Alkeus will present the data at 4:30 pm PST on January 14 during the J.P. Morgan Healthcare Conference at The Westin St. Francis San Francisco, Mission Bay room, 32nd floor of the Tower Building.
“Two additional patients have completed 24 months of treatment in the TEASE-3 study, and the results demonstrated that once-daily oral gildeuretinol prevented progression and vision remained stable with a consistent, well-tolerated safety profile,” said Seemi Khan, MD, MBA, Chief Medical Officer at Alkeus Pharmaceuticals. “In addition, the initial three participants who completed the study and remained on treatment for multiple years have continued to show no progression with the longest duration of therapy to date of more than seven years. These are extremely encouraging results that provide increased understanding of gildeuretinol’s potential to preserve sight. It is challenging to identify and enroll early-stage patients before they develop symptoms, and we are grateful to these patients and their families for participating in this study.”

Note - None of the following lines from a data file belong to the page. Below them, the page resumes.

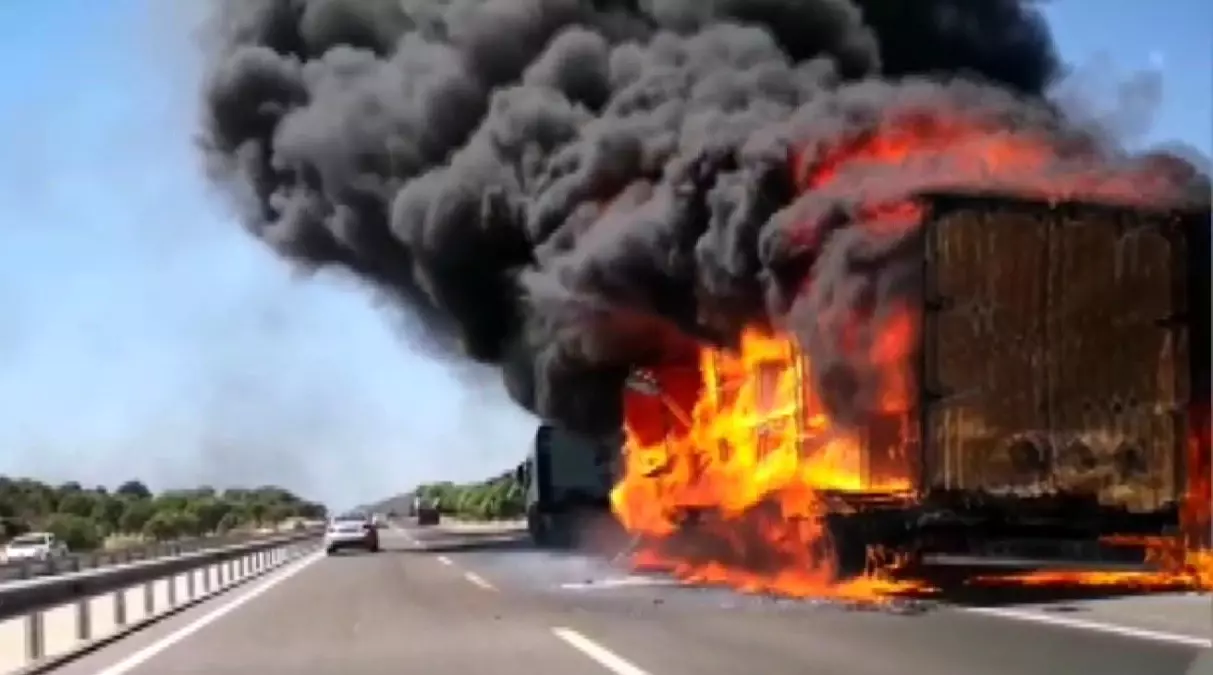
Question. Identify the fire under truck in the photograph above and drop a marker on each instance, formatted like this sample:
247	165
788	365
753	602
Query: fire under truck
1061	389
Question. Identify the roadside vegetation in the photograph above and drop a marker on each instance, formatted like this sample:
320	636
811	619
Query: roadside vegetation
499	498
92	517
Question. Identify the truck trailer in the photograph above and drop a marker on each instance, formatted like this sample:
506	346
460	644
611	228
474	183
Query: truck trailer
1060	389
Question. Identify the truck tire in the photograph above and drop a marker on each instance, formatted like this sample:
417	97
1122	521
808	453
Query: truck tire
539	528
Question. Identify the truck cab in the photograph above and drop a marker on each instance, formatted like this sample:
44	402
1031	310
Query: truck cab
568	478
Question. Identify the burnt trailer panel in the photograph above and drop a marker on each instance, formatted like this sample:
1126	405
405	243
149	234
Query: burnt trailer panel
1061	384
1064	364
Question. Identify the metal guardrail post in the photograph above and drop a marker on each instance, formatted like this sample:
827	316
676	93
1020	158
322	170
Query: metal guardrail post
58	616
35	628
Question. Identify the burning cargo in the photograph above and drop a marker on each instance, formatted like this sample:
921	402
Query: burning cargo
1044	389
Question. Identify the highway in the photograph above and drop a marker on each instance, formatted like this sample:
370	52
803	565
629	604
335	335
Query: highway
457	602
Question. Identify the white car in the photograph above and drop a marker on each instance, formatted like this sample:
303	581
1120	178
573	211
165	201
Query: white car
353	531
35	546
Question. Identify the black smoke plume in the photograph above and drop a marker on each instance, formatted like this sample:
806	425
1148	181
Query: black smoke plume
569	187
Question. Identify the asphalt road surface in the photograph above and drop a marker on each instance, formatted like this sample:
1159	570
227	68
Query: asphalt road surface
468	603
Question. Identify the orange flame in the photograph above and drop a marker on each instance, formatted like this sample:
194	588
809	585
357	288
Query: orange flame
730	461
740	444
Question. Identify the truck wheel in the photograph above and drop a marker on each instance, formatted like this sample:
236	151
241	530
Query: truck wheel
536	526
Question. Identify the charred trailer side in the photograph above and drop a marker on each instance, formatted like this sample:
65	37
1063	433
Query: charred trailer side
1063	376
1057	395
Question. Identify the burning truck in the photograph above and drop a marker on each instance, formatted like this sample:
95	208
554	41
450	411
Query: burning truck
877	291
1043	395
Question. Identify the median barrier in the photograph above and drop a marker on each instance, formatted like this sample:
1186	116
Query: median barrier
47	620
91	560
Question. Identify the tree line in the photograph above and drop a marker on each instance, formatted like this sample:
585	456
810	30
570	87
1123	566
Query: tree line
86	517
499	498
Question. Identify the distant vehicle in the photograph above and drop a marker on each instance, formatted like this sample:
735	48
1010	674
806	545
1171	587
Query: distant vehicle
426	511
34	545
352	531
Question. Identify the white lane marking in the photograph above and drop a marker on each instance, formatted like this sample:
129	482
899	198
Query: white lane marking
478	580
1081	624
602	656
144	654
621	582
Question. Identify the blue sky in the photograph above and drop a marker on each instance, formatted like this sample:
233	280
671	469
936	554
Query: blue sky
144	335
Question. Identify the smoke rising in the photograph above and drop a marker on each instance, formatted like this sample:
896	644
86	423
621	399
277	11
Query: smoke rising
567	188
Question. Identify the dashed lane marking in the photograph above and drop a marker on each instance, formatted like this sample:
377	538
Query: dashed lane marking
478	580
599	654
1082	624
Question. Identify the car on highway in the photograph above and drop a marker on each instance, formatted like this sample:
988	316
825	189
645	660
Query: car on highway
34	546
351	531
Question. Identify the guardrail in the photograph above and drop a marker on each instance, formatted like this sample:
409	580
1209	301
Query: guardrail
92	560
45	622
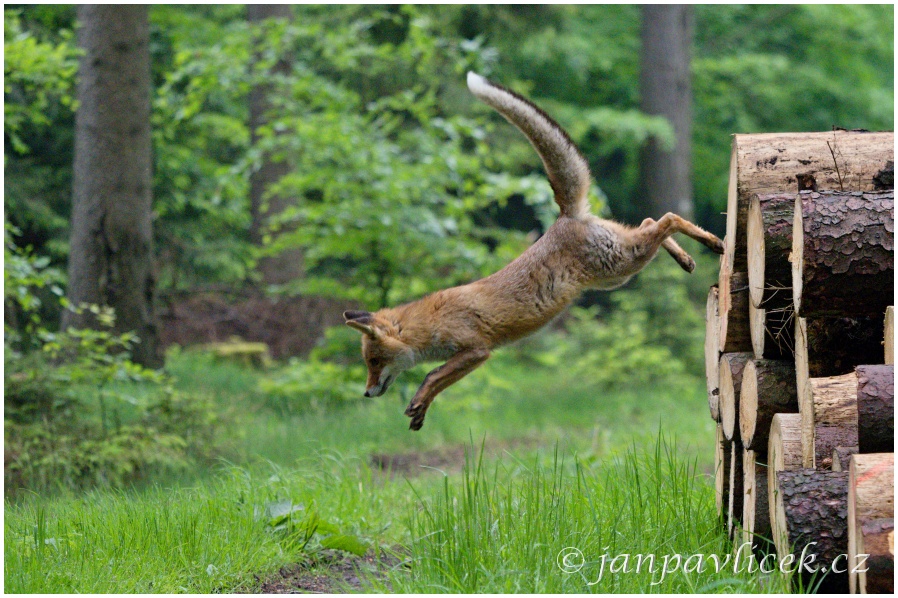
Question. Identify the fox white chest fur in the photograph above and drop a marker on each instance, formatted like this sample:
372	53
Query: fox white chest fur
461	325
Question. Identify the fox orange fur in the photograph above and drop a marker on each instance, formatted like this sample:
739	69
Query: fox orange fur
461	325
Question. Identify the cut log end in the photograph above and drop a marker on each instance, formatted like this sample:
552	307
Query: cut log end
871	512
732	366
755	510
768	388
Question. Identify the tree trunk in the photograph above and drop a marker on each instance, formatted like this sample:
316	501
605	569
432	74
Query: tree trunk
789	162
889	336
875	408
666	88
712	353
287	265
871	513
768	388
732	366
769	242
772	332
841	457
830	347
111	257
732	309
755	510
843	254
737	492
813	506
783	454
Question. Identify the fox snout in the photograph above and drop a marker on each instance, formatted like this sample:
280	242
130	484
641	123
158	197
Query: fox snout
378	384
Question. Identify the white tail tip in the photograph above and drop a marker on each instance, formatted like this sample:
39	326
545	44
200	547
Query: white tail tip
476	83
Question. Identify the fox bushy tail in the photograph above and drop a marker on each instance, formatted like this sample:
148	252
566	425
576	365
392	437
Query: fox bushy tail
567	168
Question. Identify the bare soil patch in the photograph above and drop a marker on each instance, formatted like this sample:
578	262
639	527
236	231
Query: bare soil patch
335	574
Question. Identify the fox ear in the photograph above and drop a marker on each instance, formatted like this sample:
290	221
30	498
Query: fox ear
361	321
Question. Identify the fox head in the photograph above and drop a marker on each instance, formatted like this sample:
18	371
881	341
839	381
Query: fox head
385	355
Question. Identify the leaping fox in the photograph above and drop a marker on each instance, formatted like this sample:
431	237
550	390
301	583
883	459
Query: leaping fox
461	325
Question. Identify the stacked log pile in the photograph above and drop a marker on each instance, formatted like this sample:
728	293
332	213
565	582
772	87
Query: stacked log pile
799	353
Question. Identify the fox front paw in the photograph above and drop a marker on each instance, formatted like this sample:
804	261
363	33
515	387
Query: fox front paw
416	411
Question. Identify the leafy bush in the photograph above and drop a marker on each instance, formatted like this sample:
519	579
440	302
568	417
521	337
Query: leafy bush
77	411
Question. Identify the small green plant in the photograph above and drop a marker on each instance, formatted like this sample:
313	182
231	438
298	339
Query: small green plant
308	531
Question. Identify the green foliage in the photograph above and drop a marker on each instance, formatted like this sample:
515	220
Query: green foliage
313	384
501	529
38	76
77	411
308	530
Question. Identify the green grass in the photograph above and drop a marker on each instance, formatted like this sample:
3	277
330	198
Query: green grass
592	474
503	527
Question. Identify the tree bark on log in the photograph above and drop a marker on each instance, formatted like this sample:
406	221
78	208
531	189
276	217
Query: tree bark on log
788	162
813	505
871	509
841	457
769	232
737	492
889	336
843	254
712	352
732	310
721	474
875	408
838	419
783	454
730	386
768	388
835	418
772	332
830	347
755	510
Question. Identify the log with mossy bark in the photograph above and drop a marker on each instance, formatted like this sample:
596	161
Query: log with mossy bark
767	163
768	388
830	347
871	527
812	508
843	254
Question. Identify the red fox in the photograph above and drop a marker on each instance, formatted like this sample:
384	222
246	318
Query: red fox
461	325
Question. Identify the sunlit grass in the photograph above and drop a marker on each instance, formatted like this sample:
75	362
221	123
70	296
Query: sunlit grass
502	527
575	467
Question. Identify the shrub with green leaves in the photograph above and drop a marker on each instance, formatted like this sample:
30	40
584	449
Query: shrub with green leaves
78	412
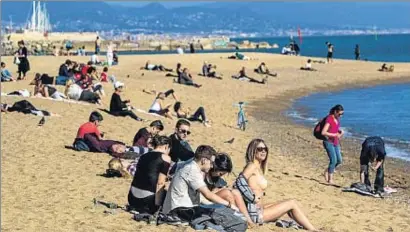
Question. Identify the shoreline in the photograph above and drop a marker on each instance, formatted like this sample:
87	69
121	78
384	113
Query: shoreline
350	146
60	183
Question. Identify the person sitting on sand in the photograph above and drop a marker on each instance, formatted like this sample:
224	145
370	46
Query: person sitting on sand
308	66
198	116
263	69
188	183
104	75
144	135
119	107
26	107
153	67
47	91
216	184
5	74
147	187
75	92
157	108
186	79
209	70
243	77
385	69
95	59
254	174
181	150
373	151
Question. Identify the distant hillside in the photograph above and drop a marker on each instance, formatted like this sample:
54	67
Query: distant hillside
209	17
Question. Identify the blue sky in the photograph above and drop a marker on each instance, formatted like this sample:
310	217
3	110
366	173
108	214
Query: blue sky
168	4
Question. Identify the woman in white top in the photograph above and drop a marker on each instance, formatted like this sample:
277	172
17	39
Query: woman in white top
157	108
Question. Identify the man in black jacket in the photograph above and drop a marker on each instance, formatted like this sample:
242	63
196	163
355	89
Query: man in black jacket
181	150
119	107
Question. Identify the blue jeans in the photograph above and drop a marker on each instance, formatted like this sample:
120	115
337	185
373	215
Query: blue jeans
335	156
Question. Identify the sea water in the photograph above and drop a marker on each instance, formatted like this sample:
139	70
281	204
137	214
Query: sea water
375	111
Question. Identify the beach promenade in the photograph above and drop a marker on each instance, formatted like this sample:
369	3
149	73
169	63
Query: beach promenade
46	187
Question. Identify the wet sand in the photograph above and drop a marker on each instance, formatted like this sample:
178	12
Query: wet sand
46	187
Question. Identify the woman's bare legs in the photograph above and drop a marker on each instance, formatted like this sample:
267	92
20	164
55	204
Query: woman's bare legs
235	198
272	212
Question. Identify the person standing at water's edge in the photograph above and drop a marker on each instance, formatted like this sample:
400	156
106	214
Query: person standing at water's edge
357	52
333	133
330	49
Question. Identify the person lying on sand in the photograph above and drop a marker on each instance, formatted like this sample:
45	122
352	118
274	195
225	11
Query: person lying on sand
157	107
119	107
47	91
209	70
152	67
385	69
263	69
240	56
75	92
167	93
186	79
198	116
254	176
243	77
26	107
144	135
147	187
188	183
308	66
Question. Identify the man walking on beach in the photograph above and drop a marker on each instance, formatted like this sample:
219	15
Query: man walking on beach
357	52
330	49
373	150
97	45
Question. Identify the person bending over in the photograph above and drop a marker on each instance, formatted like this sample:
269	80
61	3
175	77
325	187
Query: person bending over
119	107
263	69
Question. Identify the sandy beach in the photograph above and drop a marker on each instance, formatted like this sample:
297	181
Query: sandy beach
46	187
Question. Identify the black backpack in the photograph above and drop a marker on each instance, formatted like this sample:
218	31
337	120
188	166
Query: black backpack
317	131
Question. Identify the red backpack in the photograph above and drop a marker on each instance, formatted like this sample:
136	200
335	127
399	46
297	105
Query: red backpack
317	131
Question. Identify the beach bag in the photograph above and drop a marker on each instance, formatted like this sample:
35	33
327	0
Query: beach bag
317	131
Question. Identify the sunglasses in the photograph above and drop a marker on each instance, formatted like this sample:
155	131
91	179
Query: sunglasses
260	149
185	132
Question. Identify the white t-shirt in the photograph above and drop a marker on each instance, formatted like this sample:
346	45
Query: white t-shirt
74	92
94	58
184	188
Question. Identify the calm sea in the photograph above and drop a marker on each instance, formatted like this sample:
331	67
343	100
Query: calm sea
382	110
389	48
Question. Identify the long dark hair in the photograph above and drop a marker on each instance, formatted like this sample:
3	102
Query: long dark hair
177	106
223	163
336	108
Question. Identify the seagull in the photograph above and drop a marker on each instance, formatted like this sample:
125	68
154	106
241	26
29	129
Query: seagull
230	141
42	121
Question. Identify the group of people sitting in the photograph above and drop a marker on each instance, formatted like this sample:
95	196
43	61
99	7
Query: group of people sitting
171	177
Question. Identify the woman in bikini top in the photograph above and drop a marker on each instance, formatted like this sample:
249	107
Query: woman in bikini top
254	172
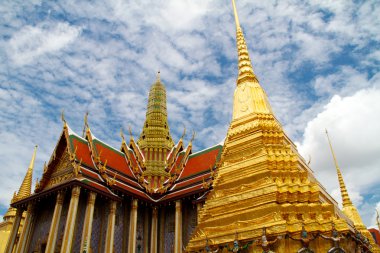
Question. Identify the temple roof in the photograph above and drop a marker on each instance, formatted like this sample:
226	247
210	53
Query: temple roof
113	172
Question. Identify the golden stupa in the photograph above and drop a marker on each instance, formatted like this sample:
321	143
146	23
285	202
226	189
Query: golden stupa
252	193
264	191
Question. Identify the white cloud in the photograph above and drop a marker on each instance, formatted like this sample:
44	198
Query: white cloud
101	57
354	127
32	42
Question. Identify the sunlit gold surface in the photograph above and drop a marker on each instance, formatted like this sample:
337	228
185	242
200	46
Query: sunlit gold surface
262	181
349	208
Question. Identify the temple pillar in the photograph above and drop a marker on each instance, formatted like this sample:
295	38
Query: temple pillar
25	233
199	208
13	234
53	232
178	227
87	224
153	234
133	227
146	230
110	228
67	241
162	230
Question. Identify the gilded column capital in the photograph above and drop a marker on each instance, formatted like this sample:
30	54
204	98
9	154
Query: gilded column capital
134	204
91	198
75	192
155	211
112	206
60	198
178	204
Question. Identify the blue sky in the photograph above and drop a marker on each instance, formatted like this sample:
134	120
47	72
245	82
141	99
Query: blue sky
317	60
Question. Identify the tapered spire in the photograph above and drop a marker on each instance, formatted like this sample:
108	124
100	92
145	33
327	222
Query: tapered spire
244	62
348	207
156	133
155	140
26	185
250	97
346	201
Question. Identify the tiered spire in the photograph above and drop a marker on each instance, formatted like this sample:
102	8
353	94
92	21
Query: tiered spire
249	95
346	201
155	140
26	185
244	62
348	207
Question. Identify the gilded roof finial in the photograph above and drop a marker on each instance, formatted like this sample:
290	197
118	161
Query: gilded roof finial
63	118
244	62
184	133
85	127
236	15
26	185
86	120
122	135
192	137
346	201
130	132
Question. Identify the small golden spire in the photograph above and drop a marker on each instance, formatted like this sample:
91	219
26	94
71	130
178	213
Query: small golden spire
184	133
85	127
244	62
122	135
346	201
236	16
26	185
63	118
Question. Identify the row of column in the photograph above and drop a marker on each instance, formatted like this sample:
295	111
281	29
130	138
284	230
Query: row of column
87	226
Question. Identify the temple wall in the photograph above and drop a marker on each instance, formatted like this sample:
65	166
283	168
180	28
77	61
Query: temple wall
62	222
143	229
99	221
189	220
169	229
43	217
77	237
122	227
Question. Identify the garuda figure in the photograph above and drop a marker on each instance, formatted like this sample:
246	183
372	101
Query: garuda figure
335	239
265	244
305	241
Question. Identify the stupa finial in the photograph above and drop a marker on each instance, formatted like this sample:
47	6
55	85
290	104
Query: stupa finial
346	201
26	185
244	62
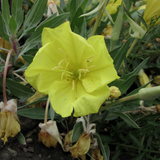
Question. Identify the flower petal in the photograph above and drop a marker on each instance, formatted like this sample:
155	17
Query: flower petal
73	45
62	96
41	68
88	103
104	71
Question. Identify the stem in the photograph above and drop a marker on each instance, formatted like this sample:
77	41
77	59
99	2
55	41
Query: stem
97	21
4	77
46	111
130	49
119	101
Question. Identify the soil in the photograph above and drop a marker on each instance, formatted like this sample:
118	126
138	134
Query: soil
33	150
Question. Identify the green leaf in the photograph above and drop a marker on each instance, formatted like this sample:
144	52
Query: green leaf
136	90
139	157
28	58
117	27
51	22
127	119
3	29
18	89
77	131
136	141
21	139
5	11
121	55
34	15
34	113
12	25
17	12
126	81
103	150
62	4
74	5
85	5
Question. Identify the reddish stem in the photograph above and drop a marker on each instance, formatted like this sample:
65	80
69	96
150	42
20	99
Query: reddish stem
4	77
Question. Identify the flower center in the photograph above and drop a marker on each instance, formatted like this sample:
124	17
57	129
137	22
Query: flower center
71	74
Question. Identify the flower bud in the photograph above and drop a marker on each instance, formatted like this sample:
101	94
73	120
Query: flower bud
68	141
149	93
96	154
156	79
82	146
9	126
47	139
115	92
143	78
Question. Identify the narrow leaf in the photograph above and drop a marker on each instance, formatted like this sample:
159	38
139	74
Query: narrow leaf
51	22
127	119
3	29
12	25
105	156
5	11
35	14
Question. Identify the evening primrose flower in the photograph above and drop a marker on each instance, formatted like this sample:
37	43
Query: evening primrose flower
73	71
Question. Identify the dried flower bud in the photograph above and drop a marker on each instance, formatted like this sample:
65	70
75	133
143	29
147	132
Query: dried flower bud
82	146
47	139
156	79
115	92
149	93
9	126
68	140
96	154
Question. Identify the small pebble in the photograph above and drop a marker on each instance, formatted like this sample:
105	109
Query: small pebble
29	140
13	152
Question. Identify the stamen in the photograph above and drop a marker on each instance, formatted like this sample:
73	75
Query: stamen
62	61
82	71
63	52
64	71
88	60
91	66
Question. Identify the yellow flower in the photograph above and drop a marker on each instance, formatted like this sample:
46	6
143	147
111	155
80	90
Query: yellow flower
9	126
152	10
73	71
35	97
113	5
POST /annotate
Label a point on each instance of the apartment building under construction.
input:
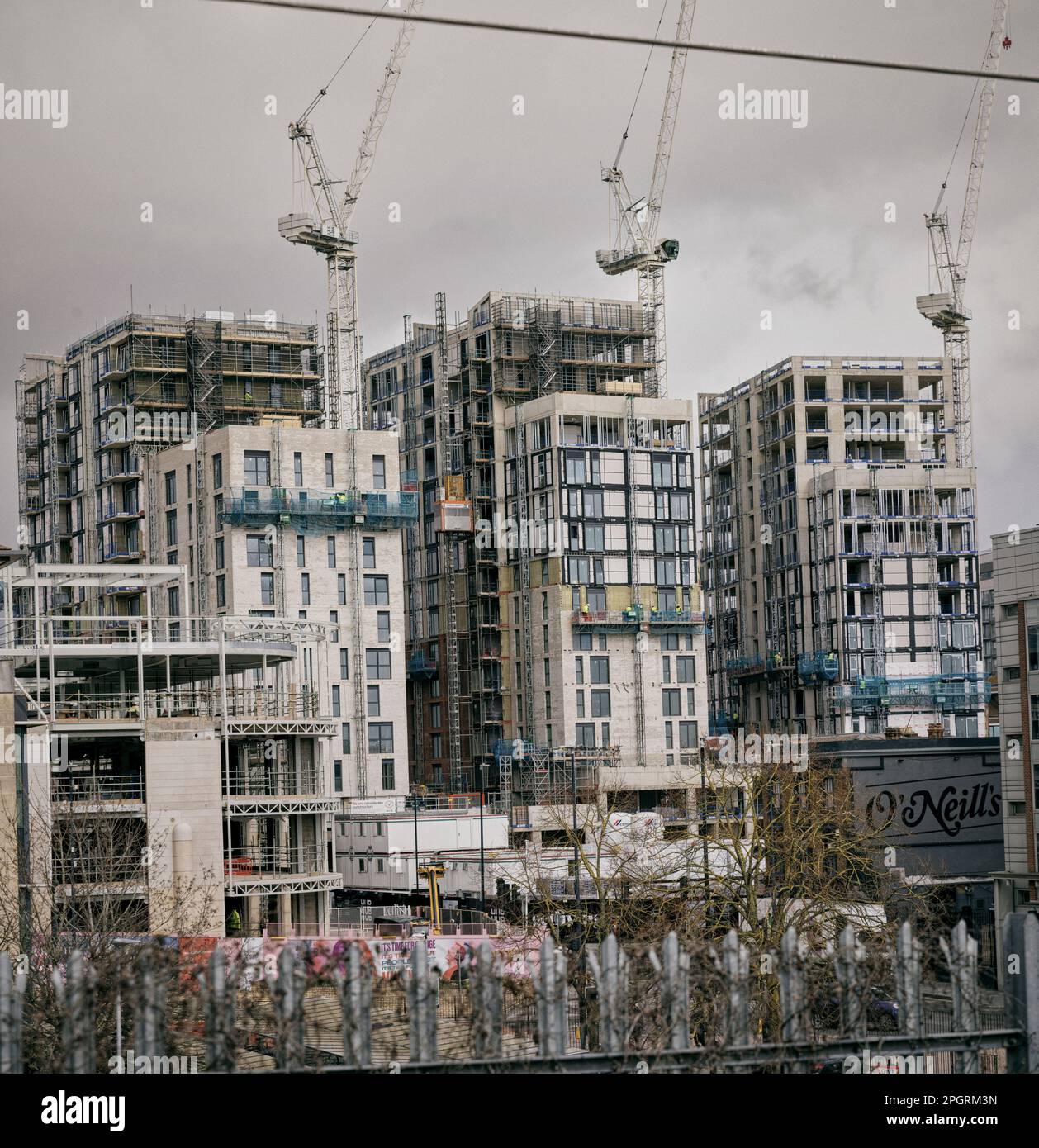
(839, 553)
(88, 418)
(553, 600)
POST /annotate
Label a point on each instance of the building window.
(382, 738)
(259, 467)
(259, 551)
(376, 591)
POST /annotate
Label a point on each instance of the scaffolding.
(415, 627)
(449, 548)
(635, 545)
(205, 344)
(823, 665)
(876, 576)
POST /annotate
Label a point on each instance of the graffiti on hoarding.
(386, 956)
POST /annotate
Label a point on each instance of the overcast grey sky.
(168, 106)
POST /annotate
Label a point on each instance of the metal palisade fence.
(603, 1010)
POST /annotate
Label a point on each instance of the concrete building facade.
(86, 418)
(1015, 561)
(839, 559)
(559, 503)
(306, 526)
(171, 774)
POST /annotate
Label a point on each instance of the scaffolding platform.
(961, 692)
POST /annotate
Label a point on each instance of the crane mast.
(634, 224)
(945, 309)
(325, 226)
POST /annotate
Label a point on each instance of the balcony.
(90, 790)
(421, 668)
(321, 510)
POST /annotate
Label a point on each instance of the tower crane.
(633, 224)
(945, 309)
(326, 229)
(325, 226)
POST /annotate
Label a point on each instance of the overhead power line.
(573, 34)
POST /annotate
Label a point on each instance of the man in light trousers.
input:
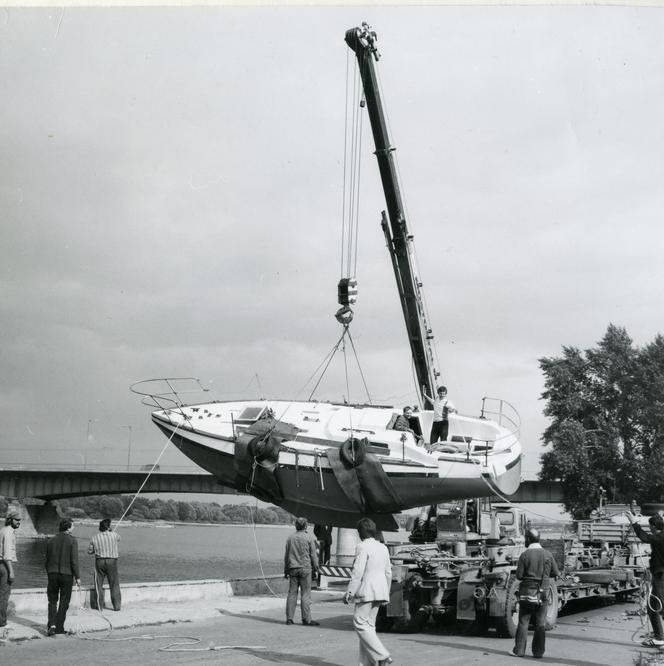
(370, 588)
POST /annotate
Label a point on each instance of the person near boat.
(369, 587)
(104, 546)
(7, 560)
(406, 422)
(300, 566)
(323, 534)
(442, 407)
(535, 568)
(656, 598)
(62, 571)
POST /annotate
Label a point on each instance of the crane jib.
(362, 41)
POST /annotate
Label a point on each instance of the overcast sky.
(171, 192)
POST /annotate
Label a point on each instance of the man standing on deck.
(7, 560)
(300, 565)
(104, 546)
(656, 598)
(442, 407)
(62, 570)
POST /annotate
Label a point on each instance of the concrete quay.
(250, 631)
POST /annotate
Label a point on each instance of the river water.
(180, 552)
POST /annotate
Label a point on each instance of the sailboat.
(333, 462)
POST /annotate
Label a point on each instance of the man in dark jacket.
(300, 564)
(656, 598)
(62, 570)
(534, 569)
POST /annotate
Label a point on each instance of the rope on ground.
(178, 647)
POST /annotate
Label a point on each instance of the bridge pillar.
(37, 517)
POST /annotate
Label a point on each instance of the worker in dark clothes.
(300, 566)
(656, 597)
(534, 569)
(62, 570)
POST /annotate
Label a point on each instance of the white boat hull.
(304, 478)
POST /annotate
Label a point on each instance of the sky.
(171, 188)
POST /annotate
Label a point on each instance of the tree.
(111, 507)
(606, 407)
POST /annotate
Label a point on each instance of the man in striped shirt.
(104, 546)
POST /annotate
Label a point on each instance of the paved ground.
(592, 637)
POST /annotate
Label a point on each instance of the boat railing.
(503, 413)
(164, 392)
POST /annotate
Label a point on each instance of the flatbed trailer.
(472, 578)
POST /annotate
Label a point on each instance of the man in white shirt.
(369, 587)
(7, 560)
(442, 407)
(104, 546)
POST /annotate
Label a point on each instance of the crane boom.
(362, 41)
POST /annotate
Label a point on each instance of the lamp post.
(88, 439)
(129, 449)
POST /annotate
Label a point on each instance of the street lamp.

TEASE-3, the first clinical trial in early-stage Stargardt disease, is an open-label study of gildeuretinol. Participants have early signs of disease visible on retinal imaging but have not begun experiencing symptoms of vision loss. Fundus autofluorescence (FAF) imaging and other outcome measures are used to assess the extent to which gildeuretinol affects disease progression. Year-over-year progression is assessed, and the primary endpoint is a measure of progression after the first two years of treatment. Following the initial two-year treatment, patients can continue to receive gildeuretinol as part of an extension study. TEASE-3 has enrolled a total of seven patients to date.
About the TEASE Program
The Tolerability and Effects of ALK-001 on Stargardt diseasE (TEASE) studies consist of four independent clinical studies of oral gildeuretinol (ALK-001) in Stargardt disease, denoted as TEASE-1, TEASE-2, TEASE-3 and TEASE-4. The TEASE-1 study was a randomized, double-masked, placebo-controlled trial in 50 patients with Stargardt disease. Gildeuretinol met its prespecified primary efficacy endpoint showing a 21.6% reduction in the growth rate of retinal atrophic lesions area (square root) (P<0.001), and a 29.5% reduction for untransformed areas of retinal atrophic lesions against untreated patients. Gildeuretinol was well-tolerated. The TEASE-2 trial is an ongoing, fully enrolled, randomized, double-masked, placebo-controlled trial in 80 patients with moderate Stargardt disease, expected to read out topline data in 2025. TEASE-3, the first clinical trial in early-stage Stargardt disease, is an open-label study of gildeuretinol in genetically confirmed patients with early signs of disease visible on retinal imaging, but who have not begun experiencing symptoms of vision loss. TEASE-4 is an open-label extension study.